Depuis plusieurs années, le MINPMEESA accompagne l’incubateur de l’ENSAI dans le cadre d’une stratégie visant à rapprocher l’université du monde de l’entreprise. Entre 2017 et 2023, l’État a mobilisé 150 millions FCFA pour soutenir le fonctionnement de la structure et lancer douze projets à forte composante innovante. Cet appui a permis de renforcer l’encadrement des porteurs de projets et d’accélérer la maturation d’idées vers la création d’entreprises viables.

La dynamique s’est accélérée en 2025 avec l’octroi d’une subvention exceptionnelle de 234 198 843 FCFA. Le financement est destiné au cofinancement de treize Juniors Entreprises issues de l’ENSAI. Pour le gouvernement, il s’agit de densifier l’écosystème entrepreneurial dans les régions septentrionales et de transformer les résultats de la recherche en opportunités économiques.

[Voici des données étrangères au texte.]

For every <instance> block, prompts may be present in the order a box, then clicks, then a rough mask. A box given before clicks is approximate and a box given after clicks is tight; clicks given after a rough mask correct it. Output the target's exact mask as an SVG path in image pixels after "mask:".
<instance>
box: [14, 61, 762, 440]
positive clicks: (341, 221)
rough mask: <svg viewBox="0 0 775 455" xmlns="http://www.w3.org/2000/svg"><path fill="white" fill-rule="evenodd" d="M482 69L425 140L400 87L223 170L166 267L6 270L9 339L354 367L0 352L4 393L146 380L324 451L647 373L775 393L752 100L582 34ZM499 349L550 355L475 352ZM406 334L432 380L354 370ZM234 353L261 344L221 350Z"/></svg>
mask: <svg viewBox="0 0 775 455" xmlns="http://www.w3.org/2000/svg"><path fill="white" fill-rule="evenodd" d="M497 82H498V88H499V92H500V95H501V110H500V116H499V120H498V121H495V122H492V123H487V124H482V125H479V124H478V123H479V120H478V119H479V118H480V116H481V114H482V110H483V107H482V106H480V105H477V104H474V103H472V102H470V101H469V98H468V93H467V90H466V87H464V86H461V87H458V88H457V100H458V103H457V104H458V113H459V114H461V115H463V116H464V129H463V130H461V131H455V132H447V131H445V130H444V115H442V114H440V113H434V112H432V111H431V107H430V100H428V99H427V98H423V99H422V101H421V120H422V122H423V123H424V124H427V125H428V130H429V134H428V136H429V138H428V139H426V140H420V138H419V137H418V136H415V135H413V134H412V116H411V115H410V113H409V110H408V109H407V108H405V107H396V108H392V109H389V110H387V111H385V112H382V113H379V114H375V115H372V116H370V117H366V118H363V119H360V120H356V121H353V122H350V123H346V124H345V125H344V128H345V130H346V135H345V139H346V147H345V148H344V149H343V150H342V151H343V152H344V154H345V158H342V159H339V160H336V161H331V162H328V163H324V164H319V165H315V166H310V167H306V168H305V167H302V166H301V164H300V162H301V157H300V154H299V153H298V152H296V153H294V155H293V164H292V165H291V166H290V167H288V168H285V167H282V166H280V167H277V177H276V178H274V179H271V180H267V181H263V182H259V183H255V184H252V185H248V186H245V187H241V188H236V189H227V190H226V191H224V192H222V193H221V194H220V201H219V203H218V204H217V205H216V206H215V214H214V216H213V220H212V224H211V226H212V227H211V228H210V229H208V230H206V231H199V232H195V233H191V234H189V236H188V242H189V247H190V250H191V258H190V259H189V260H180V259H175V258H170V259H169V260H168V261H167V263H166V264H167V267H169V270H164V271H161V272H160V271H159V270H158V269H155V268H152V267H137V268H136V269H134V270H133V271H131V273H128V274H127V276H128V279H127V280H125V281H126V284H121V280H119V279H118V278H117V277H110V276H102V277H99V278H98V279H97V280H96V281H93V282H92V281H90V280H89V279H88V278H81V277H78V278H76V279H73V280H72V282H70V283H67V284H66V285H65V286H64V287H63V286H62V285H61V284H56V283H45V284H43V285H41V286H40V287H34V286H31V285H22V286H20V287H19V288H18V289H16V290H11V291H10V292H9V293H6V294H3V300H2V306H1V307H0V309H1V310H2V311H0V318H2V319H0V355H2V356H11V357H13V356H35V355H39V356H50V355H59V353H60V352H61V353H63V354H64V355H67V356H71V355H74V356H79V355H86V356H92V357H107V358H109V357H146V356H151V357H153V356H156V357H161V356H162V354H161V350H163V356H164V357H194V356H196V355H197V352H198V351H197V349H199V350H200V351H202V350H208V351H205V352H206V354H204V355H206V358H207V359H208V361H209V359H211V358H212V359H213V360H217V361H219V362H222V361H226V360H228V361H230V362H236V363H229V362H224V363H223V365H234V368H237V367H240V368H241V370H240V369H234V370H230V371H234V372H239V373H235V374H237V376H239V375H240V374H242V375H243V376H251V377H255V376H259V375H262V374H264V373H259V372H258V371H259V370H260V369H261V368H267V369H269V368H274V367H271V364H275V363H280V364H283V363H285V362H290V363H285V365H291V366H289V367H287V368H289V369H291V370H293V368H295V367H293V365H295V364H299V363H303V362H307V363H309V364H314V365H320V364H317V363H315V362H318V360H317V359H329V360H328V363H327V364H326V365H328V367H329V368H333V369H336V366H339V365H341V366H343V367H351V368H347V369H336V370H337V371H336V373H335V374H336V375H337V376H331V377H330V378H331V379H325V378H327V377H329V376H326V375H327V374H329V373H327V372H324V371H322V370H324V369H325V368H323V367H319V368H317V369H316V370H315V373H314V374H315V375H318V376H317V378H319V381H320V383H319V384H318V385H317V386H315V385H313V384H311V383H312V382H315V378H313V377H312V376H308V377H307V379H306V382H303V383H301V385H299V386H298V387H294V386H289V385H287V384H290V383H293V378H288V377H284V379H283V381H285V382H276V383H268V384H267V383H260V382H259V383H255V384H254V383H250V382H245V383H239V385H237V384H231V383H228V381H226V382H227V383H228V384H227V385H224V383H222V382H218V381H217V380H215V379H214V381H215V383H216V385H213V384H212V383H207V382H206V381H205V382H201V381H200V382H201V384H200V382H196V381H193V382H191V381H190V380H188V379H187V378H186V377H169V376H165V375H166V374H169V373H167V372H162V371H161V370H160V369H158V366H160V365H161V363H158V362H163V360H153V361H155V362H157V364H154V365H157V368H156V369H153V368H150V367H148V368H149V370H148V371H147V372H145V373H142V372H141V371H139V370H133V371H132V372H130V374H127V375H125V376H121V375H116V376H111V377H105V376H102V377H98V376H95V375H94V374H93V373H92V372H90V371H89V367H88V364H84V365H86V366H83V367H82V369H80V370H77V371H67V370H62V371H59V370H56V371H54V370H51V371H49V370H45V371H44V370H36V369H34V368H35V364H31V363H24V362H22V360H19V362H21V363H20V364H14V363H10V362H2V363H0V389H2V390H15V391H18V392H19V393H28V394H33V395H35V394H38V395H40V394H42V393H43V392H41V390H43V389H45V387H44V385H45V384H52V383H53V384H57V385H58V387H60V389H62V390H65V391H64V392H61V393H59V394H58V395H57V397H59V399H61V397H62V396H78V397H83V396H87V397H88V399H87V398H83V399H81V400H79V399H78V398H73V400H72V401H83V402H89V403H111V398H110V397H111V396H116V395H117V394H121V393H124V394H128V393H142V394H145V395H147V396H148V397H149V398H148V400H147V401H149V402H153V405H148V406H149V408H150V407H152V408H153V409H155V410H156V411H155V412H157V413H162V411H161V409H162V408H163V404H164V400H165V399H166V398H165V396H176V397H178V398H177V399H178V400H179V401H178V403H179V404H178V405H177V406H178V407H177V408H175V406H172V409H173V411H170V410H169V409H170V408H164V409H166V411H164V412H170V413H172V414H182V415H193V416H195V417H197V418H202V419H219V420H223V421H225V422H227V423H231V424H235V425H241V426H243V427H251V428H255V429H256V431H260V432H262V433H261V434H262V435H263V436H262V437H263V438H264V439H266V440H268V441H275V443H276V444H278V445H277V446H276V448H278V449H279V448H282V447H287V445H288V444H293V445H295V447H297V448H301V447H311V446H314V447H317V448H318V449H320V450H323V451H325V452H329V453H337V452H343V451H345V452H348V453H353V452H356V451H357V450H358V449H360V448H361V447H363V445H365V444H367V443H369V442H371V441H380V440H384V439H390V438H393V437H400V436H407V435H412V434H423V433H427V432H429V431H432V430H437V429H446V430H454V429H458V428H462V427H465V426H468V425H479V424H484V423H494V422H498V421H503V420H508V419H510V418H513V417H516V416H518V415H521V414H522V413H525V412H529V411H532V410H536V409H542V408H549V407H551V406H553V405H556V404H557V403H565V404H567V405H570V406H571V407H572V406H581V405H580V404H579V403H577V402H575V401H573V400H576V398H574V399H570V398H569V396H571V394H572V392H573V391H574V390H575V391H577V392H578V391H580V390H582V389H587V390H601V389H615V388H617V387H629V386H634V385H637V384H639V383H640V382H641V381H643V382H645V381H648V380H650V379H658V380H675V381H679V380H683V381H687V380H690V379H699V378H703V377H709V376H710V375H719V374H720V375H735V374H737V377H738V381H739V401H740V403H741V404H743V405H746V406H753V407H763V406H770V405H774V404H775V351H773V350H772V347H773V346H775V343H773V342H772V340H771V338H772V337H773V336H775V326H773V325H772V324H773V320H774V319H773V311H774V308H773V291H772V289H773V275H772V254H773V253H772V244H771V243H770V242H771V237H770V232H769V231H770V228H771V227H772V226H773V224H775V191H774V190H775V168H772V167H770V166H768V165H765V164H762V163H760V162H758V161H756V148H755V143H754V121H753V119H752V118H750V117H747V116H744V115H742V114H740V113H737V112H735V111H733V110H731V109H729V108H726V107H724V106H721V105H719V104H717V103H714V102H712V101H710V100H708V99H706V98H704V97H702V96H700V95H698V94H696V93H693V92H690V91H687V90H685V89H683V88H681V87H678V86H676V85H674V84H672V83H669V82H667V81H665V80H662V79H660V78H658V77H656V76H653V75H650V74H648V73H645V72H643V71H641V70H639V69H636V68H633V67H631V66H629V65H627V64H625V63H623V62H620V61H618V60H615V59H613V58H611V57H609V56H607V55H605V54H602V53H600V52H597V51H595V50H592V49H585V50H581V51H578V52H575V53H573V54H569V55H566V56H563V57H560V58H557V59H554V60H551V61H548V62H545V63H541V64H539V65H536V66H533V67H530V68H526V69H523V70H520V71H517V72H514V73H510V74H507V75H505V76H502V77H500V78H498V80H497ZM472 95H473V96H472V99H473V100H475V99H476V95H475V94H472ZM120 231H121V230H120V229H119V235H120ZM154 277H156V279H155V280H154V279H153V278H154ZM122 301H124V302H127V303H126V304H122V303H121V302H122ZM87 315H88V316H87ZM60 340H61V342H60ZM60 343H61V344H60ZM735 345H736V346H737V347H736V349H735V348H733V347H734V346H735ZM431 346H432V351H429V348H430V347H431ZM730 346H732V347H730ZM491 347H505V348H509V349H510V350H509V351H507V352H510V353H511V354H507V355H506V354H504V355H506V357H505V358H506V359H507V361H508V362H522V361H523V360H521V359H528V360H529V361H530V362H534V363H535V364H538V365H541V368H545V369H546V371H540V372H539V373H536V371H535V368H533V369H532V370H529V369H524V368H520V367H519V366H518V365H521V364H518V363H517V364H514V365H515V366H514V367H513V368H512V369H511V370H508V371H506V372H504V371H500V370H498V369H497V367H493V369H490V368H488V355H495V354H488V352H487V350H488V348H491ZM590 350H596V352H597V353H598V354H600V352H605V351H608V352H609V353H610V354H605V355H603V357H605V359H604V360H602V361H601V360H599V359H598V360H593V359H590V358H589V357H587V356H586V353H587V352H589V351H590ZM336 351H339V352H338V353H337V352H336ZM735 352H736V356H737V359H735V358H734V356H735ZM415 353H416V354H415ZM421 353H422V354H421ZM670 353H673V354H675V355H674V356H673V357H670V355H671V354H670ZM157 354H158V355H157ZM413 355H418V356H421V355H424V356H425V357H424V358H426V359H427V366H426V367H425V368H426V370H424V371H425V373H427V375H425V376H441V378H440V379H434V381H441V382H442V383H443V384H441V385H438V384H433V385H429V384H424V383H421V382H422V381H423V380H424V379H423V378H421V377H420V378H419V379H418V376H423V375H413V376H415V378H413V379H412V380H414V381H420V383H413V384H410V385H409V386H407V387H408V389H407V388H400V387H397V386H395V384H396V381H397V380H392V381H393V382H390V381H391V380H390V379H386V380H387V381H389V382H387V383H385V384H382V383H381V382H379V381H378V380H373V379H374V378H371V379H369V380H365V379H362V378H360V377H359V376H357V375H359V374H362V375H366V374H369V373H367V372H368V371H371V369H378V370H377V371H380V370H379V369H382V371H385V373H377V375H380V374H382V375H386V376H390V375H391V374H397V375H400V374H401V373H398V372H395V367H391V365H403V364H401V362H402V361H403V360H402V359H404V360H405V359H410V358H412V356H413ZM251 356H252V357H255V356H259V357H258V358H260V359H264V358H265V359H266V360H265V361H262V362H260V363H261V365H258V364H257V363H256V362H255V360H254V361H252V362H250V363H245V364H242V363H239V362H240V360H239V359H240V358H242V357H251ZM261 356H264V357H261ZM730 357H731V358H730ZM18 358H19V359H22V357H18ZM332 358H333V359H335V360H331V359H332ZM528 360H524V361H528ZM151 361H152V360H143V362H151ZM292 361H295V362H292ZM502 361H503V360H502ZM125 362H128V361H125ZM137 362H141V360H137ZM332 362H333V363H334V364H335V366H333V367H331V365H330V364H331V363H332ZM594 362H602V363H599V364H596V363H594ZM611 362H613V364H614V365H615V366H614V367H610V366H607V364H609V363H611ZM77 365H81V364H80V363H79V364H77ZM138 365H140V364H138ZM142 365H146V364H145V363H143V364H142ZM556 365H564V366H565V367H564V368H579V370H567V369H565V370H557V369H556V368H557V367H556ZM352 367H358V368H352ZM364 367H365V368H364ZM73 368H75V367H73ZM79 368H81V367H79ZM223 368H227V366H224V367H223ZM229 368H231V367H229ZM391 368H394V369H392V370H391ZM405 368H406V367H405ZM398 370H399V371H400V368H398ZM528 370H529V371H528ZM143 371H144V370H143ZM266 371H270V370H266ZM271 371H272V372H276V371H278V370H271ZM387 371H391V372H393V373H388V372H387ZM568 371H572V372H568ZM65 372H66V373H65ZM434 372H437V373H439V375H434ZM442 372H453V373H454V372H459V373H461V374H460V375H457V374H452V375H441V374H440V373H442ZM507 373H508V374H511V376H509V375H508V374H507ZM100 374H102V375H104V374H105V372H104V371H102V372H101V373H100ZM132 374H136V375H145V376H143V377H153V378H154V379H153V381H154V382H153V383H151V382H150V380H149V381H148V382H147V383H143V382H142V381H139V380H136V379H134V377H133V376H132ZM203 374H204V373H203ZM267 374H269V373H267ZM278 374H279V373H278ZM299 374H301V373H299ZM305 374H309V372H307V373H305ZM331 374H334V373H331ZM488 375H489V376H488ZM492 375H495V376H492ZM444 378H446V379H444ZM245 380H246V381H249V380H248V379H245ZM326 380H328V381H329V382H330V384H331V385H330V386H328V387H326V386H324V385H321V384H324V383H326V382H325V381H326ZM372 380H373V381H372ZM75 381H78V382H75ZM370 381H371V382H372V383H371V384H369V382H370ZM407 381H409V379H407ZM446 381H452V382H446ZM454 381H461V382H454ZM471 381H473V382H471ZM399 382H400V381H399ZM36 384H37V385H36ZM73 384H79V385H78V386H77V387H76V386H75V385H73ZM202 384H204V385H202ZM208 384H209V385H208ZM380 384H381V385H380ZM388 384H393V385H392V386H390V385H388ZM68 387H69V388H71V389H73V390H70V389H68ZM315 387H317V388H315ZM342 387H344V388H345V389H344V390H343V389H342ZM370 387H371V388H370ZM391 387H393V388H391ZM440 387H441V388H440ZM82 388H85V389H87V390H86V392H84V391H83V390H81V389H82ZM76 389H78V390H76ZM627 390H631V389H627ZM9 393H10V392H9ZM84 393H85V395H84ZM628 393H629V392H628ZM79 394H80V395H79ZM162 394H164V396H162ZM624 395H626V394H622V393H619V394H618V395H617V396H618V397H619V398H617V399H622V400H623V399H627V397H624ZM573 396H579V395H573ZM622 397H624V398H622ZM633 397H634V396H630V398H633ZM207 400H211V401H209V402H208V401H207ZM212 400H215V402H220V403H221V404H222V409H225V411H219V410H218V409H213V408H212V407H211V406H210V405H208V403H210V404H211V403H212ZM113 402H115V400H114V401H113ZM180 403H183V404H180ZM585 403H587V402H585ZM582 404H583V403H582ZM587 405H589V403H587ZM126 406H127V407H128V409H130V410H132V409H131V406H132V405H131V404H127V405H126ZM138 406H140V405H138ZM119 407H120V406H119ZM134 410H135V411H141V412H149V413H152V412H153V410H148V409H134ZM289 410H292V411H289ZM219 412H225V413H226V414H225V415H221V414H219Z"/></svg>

Lors de sa visite, Achille Bassilekin III a salué la qualité des projets présentés et encouragé les jeunes à bâtir des entreprises solides, compétitives et créatrices d’emplois. Il a insisté sur le rôle des universités camerounaises comme pôles de production et d’innovation, en cohérence avec la Stratégie Nationale de Développement 2020-2030.

Le partenariat entre le MINPMEESA et l’Université de Ngaoundéré se présente aujourd’hui comme un modèle de coopération institutionnelle. À travers les conventions signées avec les universités publiques, les incubateurs deviennent des laboratoires de souveraineté économique, capables de stimuler l’industrialisation locale, de valoriser les matières premières et de contribuer à la sécurité alimentaire.

Pour le ministère, le message est clair : l’avenir économique du Cameroun passe par sa jeunesse, ses universités et ses entrepreneurs.